Jubilee Fellow – 2015

geoff harcourt

Emeritus Professor Geoff Harcourt AO

BCom (Hons), MCom (Melbourne), PhD (Cambridge), LittD (Cambridge), Hon DLitt (De Montfort University), Hon DCom (Melbourne), Hon Dhcrerpol (Fribourg), FAcSS

2015 Reflections

I was elected a Fellow in 1971, the year the Academy started, and I very soon served for three years on the Executive Committee. When I returned to Australia from Cambridge in 2010 (I was there the last time from 1982 to 2010), I was on the Membership Committee for two years.

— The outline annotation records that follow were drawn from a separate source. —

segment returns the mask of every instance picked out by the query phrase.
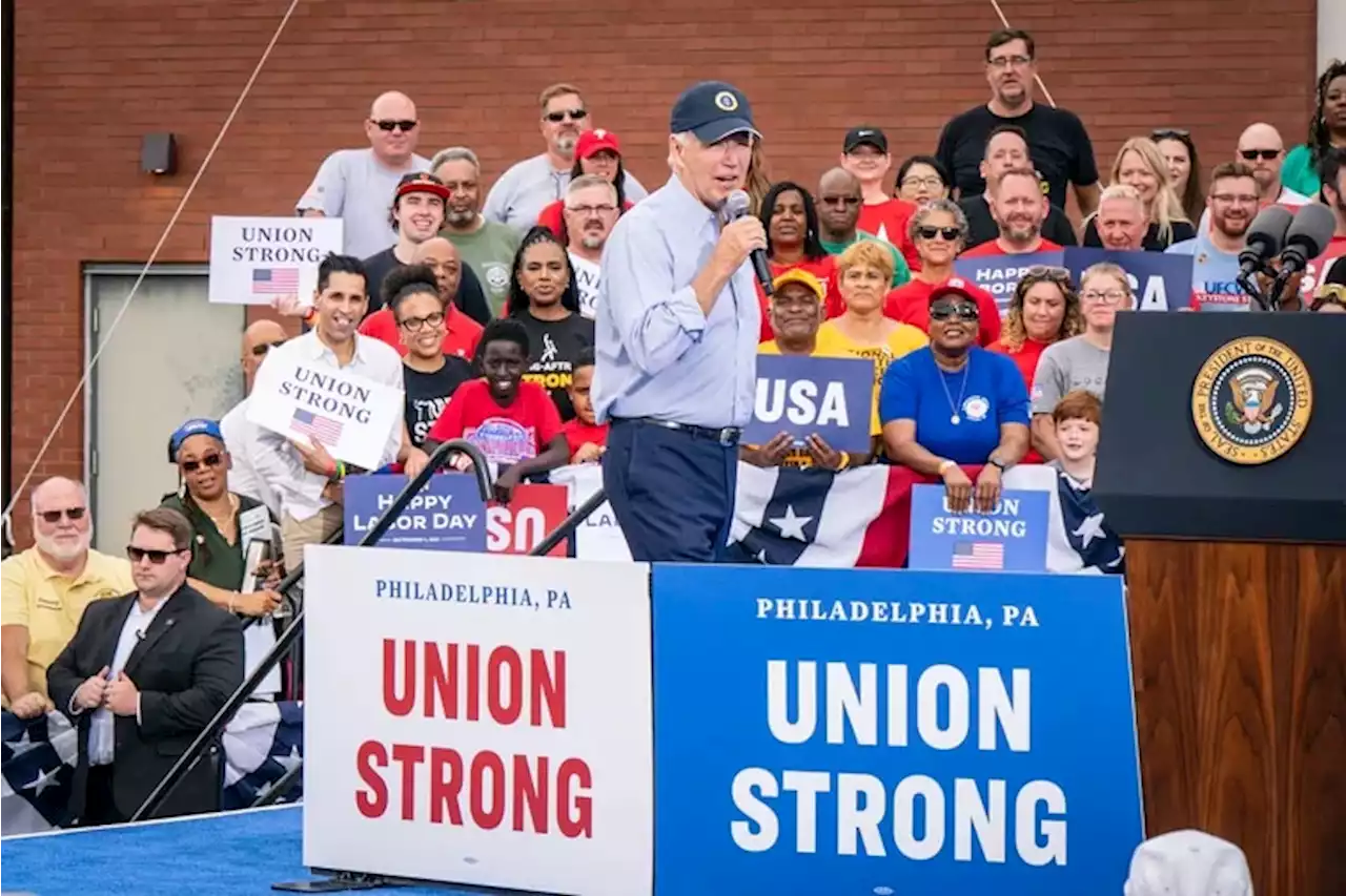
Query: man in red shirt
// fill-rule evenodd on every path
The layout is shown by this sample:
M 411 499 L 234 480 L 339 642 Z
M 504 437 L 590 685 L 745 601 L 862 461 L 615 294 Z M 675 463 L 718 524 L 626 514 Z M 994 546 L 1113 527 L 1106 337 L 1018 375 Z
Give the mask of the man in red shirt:
M 416 246 L 412 264 L 427 265 L 435 272 L 439 297 L 444 300 L 444 354 L 471 361 L 472 355 L 476 354 L 476 343 L 482 338 L 482 324 L 468 318 L 454 304 L 454 295 L 458 292 L 459 280 L 463 276 L 463 262 L 458 248 L 444 237 L 432 237 Z M 380 308 L 365 318 L 359 324 L 359 332 L 386 342 L 404 358 L 406 357 L 406 346 L 402 344 L 397 332 L 397 322 L 393 319 L 390 308 Z
M 878 128 L 861 125 L 851 128 L 841 143 L 841 167 L 860 182 L 860 219 L 856 227 L 872 233 L 902 250 L 911 270 L 921 269 L 917 248 L 907 235 L 907 222 L 915 214 L 915 203 L 895 199 L 883 190 L 883 179 L 892 167 L 888 137 Z
M 1032 168 L 1010 168 L 991 182 L 991 217 L 996 219 L 1000 235 L 968 249 L 962 258 L 1026 256 L 1061 249 L 1042 235 L 1047 206 L 1042 200 L 1042 182 Z

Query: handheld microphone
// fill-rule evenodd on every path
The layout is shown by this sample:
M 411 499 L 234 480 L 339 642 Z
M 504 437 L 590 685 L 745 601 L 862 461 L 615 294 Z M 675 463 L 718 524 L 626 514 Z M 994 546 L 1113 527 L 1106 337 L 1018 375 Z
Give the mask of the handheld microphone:
M 1280 252 L 1295 215 L 1283 206 L 1267 206 L 1248 225 L 1245 248 L 1238 253 L 1238 272 L 1254 274 Z
M 730 198 L 724 200 L 724 221 L 738 221 L 748 213 L 748 207 L 752 200 L 748 199 L 748 194 L 743 190 L 735 190 L 730 194 Z M 771 266 L 766 262 L 766 250 L 754 249 L 748 253 L 748 258 L 752 260 L 752 270 L 758 276 L 758 285 L 762 287 L 762 292 L 771 295 Z

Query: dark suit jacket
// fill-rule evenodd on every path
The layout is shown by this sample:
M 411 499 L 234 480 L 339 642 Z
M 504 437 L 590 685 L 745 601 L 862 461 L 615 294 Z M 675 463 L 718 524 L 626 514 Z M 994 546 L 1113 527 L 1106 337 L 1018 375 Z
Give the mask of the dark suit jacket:
M 131 593 L 89 604 L 75 636 L 47 669 L 51 701 L 79 729 L 71 818 L 83 814 L 94 710 L 71 714 L 70 700 L 90 675 L 112 666 L 135 600 L 137 595 Z M 131 817 L 242 683 L 242 628 L 233 613 L 183 585 L 149 623 L 124 671 L 140 690 L 140 722 L 135 716 L 114 716 L 112 776 L 117 810 Z M 156 817 L 215 811 L 219 788 L 218 756 L 211 753 L 183 779 Z

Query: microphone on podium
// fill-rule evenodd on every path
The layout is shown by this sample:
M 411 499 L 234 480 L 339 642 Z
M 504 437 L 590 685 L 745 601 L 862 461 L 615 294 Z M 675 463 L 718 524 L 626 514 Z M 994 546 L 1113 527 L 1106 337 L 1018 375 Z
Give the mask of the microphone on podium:
M 748 213 L 752 206 L 752 200 L 748 199 L 748 194 L 743 190 L 735 190 L 730 194 L 728 199 L 724 200 L 724 221 L 738 221 Z M 752 260 L 752 270 L 758 276 L 758 285 L 762 287 L 762 292 L 771 295 L 771 266 L 766 262 L 766 250 L 754 249 L 748 257 Z

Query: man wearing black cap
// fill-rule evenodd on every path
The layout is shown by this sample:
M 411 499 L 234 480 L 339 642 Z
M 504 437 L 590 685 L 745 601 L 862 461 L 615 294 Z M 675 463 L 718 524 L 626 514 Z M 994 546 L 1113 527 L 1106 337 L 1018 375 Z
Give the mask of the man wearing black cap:
M 669 121 L 673 176 L 618 221 L 603 254 L 594 410 L 611 421 L 603 486 L 635 560 L 713 561 L 752 417 L 760 221 L 725 221 L 760 139 L 747 97 L 707 81 Z

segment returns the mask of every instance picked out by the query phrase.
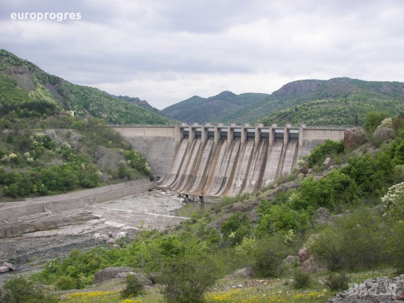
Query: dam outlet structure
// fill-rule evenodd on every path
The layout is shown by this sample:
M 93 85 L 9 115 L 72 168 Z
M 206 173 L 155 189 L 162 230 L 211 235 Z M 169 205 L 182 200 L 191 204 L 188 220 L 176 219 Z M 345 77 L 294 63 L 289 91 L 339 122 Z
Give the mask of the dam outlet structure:
M 208 123 L 114 126 L 147 159 L 159 187 L 195 201 L 253 192 L 345 129 Z

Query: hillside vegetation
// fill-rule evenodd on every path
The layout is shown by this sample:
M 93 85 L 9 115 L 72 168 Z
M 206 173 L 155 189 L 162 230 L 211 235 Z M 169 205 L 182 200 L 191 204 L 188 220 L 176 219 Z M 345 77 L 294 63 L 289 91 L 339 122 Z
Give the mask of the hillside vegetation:
M 188 123 L 273 123 L 308 125 L 362 125 L 369 111 L 393 115 L 404 110 L 404 83 L 348 78 L 303 80 L 287 83 L 271 94 L 223 92 L 197 96 L 162 111 Z
M 0 127 L 0 200 L 152 177 L 145 158 L 100 119 L 13 111 Z
M 367 115 L 369 143 L 344 150 L 326 141 L 298 171 L 254 195 L 224 197 L 165 232 L 140 230 L 120 247 L 73 251 L 31 279 L 82 289 L 100 269 L 129 266 L 157 285 L 129 297 L 116 284 L 115 291 L 93 287 L 62 301 L 326 302 L 348 282 L 402 273 L 404 117 L 386 116 Z M 388 137 L 373 134 L 380 124 Z M 243 268 L 254 277 L 233 273 Z M 17 282 L 10 283 L 6 292 Z
M 13 110 L 25 117 L 74 111 L 79 117 L 87 115 L 115 124 L 172 122 L 153 108 L 50 75 L 4 49 L 0 49 L 0 87 L 1 115 Z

I think the Academy’s major task is recognising and supporting fundamental scholarship and using whatever funds available to support both fundamental and applicable research in the social sciences, especially by promising young scholars. Through these activities, the Academy indirectly and directly influences community and government attitudes and activities for the better.

I was privileged to meet and become friends with some fine Australian scholars and citizens in the Academy. I hope it is not invidious for me to name Eric Russell, Fred Gruen, Hugh Stretton, Pat Troy, Charles Rowley, and Bob Wallace, as people especially dear to me.

I played cricket until I was 68, usually as an opening bat, so I have been chuffed to have had a number of firsts in my career. I was the first Australian to have a university lectureship and a fellowship at Cambridge (in the 1960s), the first Australian and Cambridge person to be elected a Distinguished Fellow of the Economics Society (USA, 2004) and the European Society for the History of Economic Thought (2004), and the joint awardee of the Veblen-Commons Award of the Association for Evolutionary Economics, USA (2010). As I am also Distinguished Fellow of the Economic Society of Australia (1996), of the History of Economic Thought Society of Australia (2012), and Distinguished Alumni Awardee of the University of Adelaide (2015), I am in effect Distinguished Fellow on three continents, Australia three times! I was also chuffed to be awarded an AO ‘for services to economic theory and the history of economic thought’ in 1994.

I hope that through my teaching of undergraduates and MPhil students, supervision of graduate students, and writings, I have brought clarity, good humour, justified passion and challenging maverick views to the economics profession and the making of economic policies.